CMS released guidance on how state Medicaid agencies, Medicaid managed care plans, CHIP agencies, and CHIP managed care entities should implement the CMS Interoperability and Patient Access final rule (published in the Federal Register on May 1, 2020) in a manner consistent with existing guidance and the recently published ONC 21st Century Cures Act final rule. The CMS letter details several new requirements with key compliance dates from the CMS Interoperability and Patient Access final rule, relating to Patient Access API, Payer-to-Payer Data Exchange, Provider Directory API, Dual Eligible Experience, and provisions of the ONC 21st Century Cures Act final rule (CMS Letter, SHO: 20-003, August 14, 2020).
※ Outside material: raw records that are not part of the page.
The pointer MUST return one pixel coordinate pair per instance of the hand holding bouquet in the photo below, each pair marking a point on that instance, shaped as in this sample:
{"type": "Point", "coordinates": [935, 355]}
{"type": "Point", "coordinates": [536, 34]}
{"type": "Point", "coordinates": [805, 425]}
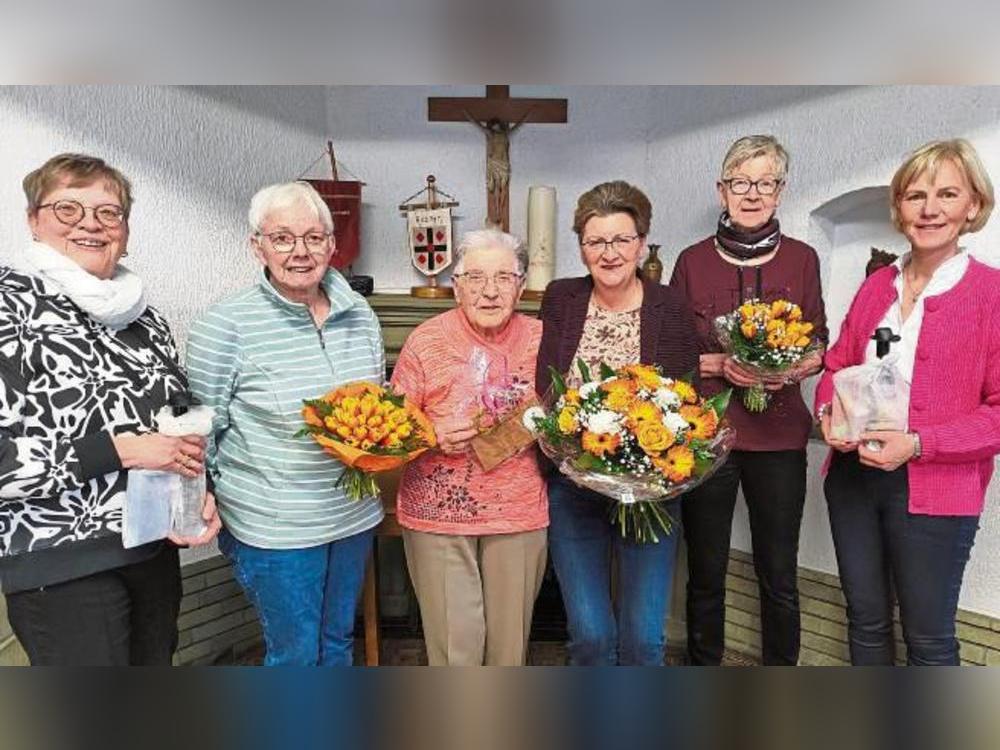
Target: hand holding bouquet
{"type": "Point", "coordinates": [767, 338]}
{"type": "Point", "coordinates": [369, 428]}
{"type": "Point", "coordinates": [635, 436]}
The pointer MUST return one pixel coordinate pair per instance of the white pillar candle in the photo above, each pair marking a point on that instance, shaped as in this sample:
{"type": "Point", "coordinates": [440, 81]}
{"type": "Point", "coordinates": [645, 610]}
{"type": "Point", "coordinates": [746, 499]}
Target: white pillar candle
{"type": "Point", "coordinates": [541, 237]}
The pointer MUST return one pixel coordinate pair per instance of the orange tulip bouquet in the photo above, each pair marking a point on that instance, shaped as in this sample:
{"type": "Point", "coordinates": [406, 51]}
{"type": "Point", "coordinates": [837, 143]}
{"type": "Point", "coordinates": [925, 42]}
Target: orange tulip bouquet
{"type": "Point", "coordinates": [635, 436]}
{"type": "Point", "coordinates": [369, 428]}
{"type": "Point", "coordinates": [768, 338]}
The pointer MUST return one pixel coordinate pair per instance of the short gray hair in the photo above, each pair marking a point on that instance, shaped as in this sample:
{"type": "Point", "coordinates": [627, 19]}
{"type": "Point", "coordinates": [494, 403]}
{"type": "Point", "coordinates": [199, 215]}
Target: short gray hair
{"type": "Point", "coordinates": [284, 195]}
{"type": "Point", "coordinates": [751, 146]}
{"type": "Point", "coordinates": [493, 239]}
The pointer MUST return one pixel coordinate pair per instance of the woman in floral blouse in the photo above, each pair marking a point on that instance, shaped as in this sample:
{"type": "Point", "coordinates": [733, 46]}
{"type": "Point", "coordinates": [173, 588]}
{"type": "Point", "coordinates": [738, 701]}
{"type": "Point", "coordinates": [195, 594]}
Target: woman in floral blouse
{"type": "Point", "coordinates": [611, 316]}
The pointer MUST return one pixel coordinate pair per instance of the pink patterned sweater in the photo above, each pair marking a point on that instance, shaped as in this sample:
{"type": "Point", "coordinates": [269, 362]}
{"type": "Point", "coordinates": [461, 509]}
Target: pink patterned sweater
{"type": "Point", "coordinates": [955, 393]}
{"type": "Point", "coordinates": [449, 370]}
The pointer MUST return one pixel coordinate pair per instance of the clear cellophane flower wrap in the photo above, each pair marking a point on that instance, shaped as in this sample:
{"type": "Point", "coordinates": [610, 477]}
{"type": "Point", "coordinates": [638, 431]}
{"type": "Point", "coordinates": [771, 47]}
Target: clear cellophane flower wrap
{"type": "Point", "coordinates": [634, 436]}
{"type": "Point", "coordinates": [369, 428]}
{"type": "Point", "coordinates": [767, 338]}
{"type": "Point", "coordinates": [869, 397]}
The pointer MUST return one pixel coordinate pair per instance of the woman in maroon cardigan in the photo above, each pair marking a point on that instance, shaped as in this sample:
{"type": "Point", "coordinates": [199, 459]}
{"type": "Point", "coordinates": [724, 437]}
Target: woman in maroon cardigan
{"type": "Point", "coordinates": [610, 316]}
{"type": "Point", "coordinates": [748, 257]}
{"type": "Point", "coordinates": [906, 508]}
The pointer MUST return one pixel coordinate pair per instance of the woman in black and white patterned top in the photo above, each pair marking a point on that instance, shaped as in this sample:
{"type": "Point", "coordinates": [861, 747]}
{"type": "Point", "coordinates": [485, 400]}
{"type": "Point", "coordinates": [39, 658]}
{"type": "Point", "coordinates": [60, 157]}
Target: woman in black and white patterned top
{"type": "Point", "coordinates": [84, 366]}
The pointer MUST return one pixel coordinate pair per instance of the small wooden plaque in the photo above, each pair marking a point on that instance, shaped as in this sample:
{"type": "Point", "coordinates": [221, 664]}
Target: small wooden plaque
{"type": "Point", "coordinates": [506, 439]}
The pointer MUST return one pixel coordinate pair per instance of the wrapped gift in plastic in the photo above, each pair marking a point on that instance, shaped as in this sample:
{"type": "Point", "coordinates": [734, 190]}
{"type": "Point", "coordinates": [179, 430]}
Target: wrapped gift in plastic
{"type": "Point", "coordinates": [869, 397]}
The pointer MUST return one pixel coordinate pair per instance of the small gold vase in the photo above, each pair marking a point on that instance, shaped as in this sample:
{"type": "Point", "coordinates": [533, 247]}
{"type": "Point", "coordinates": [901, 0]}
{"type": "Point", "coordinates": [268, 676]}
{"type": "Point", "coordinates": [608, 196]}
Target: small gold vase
{"type": "Point", "coordinates": [652, 269]}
Patient Access API. The CMS Interoperability and Patient Access final rule requires state Medicaid agencies, Medicaid managed care plans, CHIP agencies, and CHIP managed care entities to make certain health information about Medicaid and CHIP beneficiaries accessible through a Patient Access application program interface (API) by January 1, 2021 (see Interoperability final rule makes information easier to get, increases requirements, April 27, 2020). This policy enables beneficiaries to have access to their health data on their smart phones. However, due to the COVID-19 public health emergency (PHE), CMS is exercising enforcement discretion and does not expect to enforce this requirement prior to July 1, 2021.
Payer-to-Payer Data Exchange. The CMS Interoperability and Patient Access final rule requires Medicaid managed care plans and CHIP managed care entities to comply with a beneficiary’s request to have their health data transferred from payer to payer by January 1, 2022. This new policy may reduce the need for unnecessary letters of medical necessity, prior authorization requests and calls or faxes to pharmacies or health plans if the receiving plan decides to use the information shared from the prior plan in administering the beneficiary’s coverage.
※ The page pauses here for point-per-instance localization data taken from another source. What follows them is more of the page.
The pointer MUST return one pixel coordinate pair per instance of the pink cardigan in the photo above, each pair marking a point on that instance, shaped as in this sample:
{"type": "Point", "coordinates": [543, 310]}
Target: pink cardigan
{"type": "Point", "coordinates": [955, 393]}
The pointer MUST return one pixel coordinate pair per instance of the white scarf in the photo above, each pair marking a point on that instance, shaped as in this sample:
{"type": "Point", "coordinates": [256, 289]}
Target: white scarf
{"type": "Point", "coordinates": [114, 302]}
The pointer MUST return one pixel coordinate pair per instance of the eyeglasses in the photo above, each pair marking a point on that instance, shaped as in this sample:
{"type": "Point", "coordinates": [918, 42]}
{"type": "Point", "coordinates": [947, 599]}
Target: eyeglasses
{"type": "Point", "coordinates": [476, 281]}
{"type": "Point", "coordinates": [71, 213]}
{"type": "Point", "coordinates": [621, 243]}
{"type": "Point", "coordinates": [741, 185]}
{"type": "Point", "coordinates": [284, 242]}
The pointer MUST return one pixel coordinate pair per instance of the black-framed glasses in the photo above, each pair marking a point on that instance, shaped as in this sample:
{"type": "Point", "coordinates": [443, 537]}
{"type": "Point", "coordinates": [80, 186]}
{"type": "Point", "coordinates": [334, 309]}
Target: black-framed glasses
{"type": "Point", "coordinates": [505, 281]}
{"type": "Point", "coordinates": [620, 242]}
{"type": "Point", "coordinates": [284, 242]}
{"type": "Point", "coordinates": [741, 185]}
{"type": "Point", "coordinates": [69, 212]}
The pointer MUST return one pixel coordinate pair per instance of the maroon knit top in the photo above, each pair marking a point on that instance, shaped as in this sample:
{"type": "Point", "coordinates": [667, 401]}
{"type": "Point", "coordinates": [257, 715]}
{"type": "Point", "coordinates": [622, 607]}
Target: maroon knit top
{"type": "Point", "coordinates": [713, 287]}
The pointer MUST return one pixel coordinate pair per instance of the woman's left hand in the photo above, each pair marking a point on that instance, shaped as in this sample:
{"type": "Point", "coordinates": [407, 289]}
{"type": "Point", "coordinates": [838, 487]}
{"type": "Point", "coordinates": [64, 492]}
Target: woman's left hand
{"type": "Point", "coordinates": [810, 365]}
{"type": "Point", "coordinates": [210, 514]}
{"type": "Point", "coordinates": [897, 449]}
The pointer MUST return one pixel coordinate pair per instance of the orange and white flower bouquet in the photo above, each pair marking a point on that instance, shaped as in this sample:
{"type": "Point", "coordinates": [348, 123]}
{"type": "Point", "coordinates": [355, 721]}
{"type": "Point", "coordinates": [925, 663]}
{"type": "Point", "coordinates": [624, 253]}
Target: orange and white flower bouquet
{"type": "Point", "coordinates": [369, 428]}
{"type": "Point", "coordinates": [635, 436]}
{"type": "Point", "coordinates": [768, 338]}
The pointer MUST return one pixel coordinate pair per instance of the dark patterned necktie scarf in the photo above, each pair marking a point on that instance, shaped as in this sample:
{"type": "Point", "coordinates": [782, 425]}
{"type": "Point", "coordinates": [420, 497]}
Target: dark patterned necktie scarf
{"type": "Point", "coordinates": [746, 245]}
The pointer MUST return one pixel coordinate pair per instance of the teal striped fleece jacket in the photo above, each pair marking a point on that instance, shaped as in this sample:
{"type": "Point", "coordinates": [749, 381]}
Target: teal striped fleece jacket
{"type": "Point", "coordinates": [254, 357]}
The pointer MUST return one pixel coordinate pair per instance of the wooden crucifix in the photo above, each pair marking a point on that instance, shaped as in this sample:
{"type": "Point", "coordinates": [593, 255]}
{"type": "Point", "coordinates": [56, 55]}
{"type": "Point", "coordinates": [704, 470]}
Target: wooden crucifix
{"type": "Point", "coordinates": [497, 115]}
Provider Directory API. The CMS Interoperability and Patient Access final rule requires Medicaid agencies, CHIP agencies, Medicaid managed care plans and CHIP managed care entities to provide current provider directory information via an API by January 1, 2021. Having this information available through an API will facilitate public access to accurate information about which managed care providers are in-network or accepting new patients, as well as current contact information for providers. However, due to the COVID-19 PHE, CMS is exercising enforcement discretion and does not expect to enforce this requirement prior to July 1, 2021.
Dual Eligible Experience. The CMS Interoperability and Patient Access final rule requires state Medicaid agencies to exchange certain data with CMS daily on beneficiaries who are dually eligible for Medicaid and Medicare by April 1, 2022. Currently, many states and CMS exchange these data as infrequently as monthly, which delays coverage status changes and leads to inaccuracies, recoupments, and poor customer experiences. Improving the accuracy and timeliness of data on dual eligibility status is a strong first step in improving how these systems work together for beneficiaries, providers, and payers.
ONC 21st Century Cures Act final rule. CMS urged Medicaid agencies, CHIP agencies, Medicaid managed care plans, and CHIP managed care entities to review the final rule, particularly the sections on the definition of health information network (HIN) or health information exchange (HIE) and the information blocking exceptions. CMS also urged the entities to review existing contractual and financial relationships (especially those related to API usage and access) to evaluate potential compliance implications regarding the ONC 21st Century Cures Act final rule.